Kinder und Medien – nicht alles ist gleich Spielsucht

Kinder entwickeln früh ein Interesse an modernen Medien: Computer, Handy, Fernsehen – meist signalisieren die Kids von heute bereits im Kindergartenalter ihre Neugier für die bunte Welt technischer Innovationen. Und Eltern stellen sich die berechtigte Frage: Wie viel Medienkonsum ist erlaubt? Wissenschaftler meinen dazu: Es macht wenig Sinn, Kindern diese Medien vorzuenthalten, da sie für schulische Aufgaben, als Kommunikationsinstrument und als umfassende Informationsquelle kaum verzichtbar sind. Eltern sollten jedoch darauf achten, dass ihre Kinder auch andere Freizeitaktivitäten pflegen, sich ausreichend bewegen und persönliche soziale Kontakte pflegen.

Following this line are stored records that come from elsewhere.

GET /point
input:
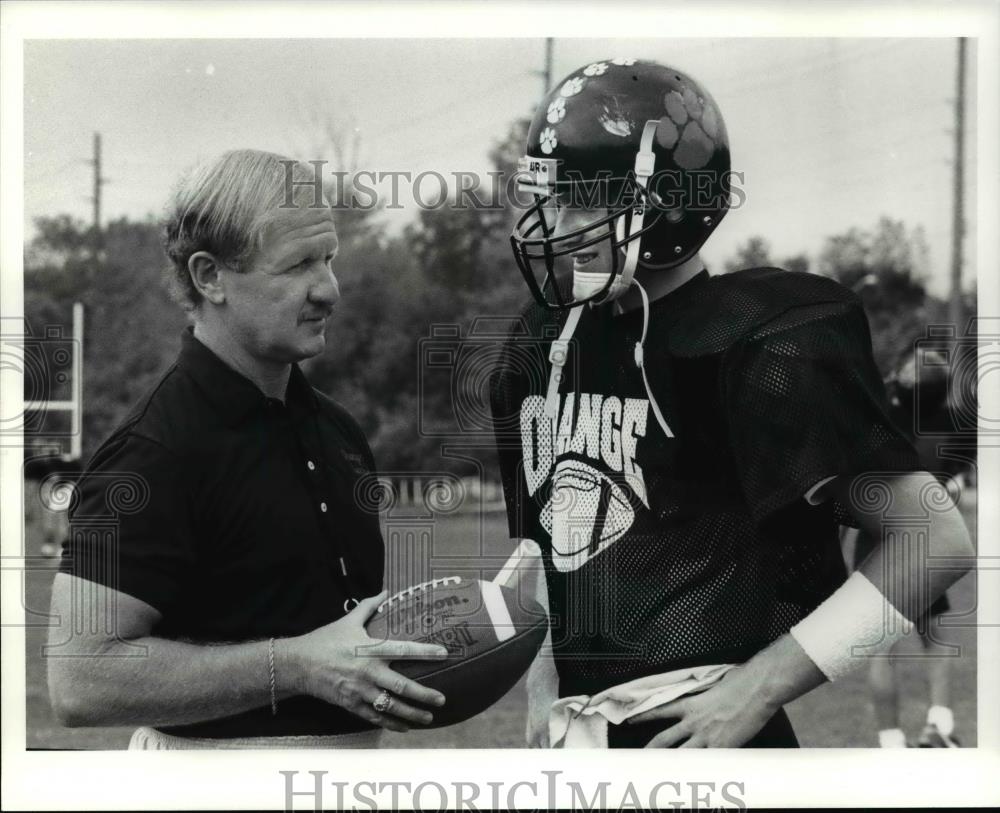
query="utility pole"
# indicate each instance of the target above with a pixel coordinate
(547, 76)
(99, 181)
(958, 224)
(546, 73)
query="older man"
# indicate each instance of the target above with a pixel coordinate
(238, 579)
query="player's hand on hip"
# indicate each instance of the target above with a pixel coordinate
(341, 664)
(726, 715)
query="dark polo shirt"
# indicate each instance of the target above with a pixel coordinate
(238, 517)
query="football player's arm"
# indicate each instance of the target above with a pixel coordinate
(524, 573)
(734, 710)
(127, 676)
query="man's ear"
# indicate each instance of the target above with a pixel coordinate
(206, 277)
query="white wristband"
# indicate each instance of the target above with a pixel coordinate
(854, 623)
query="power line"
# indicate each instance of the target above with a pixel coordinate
(958, 224)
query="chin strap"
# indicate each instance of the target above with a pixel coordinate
(558, 353)
(640, 360)
(645, 163)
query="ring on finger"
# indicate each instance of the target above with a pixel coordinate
(383, 702)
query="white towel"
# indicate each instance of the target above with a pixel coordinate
(582, 721)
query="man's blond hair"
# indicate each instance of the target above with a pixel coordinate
(223, 206)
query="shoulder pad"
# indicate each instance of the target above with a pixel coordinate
(730, 307)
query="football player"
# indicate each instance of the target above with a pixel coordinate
(681, 446)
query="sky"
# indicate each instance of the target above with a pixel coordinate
(830, 133)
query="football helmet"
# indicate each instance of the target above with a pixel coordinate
(645, 147)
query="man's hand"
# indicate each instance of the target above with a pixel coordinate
(731, 712)
(542, 686)
(341, 664)
(726, 715)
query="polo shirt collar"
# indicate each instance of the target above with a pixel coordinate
(235, 396)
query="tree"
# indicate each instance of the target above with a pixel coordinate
(754, 253)
(884, 266)
(132, 326)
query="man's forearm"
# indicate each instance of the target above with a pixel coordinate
(168, 682)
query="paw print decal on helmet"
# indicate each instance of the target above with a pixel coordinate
(557, 111)
(692, 124)
(547, 140)
(572, 86)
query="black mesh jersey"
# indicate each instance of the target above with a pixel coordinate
(663, 552)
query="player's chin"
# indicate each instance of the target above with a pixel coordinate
(310, 343)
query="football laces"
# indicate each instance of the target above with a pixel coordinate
(409, 591)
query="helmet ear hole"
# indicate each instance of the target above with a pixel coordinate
(620, 234)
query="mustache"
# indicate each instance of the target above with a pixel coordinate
(323, 314)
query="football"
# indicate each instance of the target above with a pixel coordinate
(491, 634)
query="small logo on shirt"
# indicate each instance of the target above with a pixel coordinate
(584, 450)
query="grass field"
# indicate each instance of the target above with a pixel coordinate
(837, 715)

Kinder und Jugendliche, die viel Zeit am Computer verbringen, sind nicht zwangsläufig computersüchtig. Hinweise auf ein süchtiges Verhalten sind ein Anstieg der Spielzeiten und ein damit verbundener Kontrollverlust, die zunehmende Vernachlässigung anderer Aktivitäten sowie das fortgesetzte exzessive Spielen trotz negativer Folgen, wie schulische Leistungseinbußen. Ein Test, der Eltern hilft, das Verhalten ihrer Kinder zu beurteilen, findet sich bei www.verhaltenssucht.de, Navigationspunkt Computerspielsucht.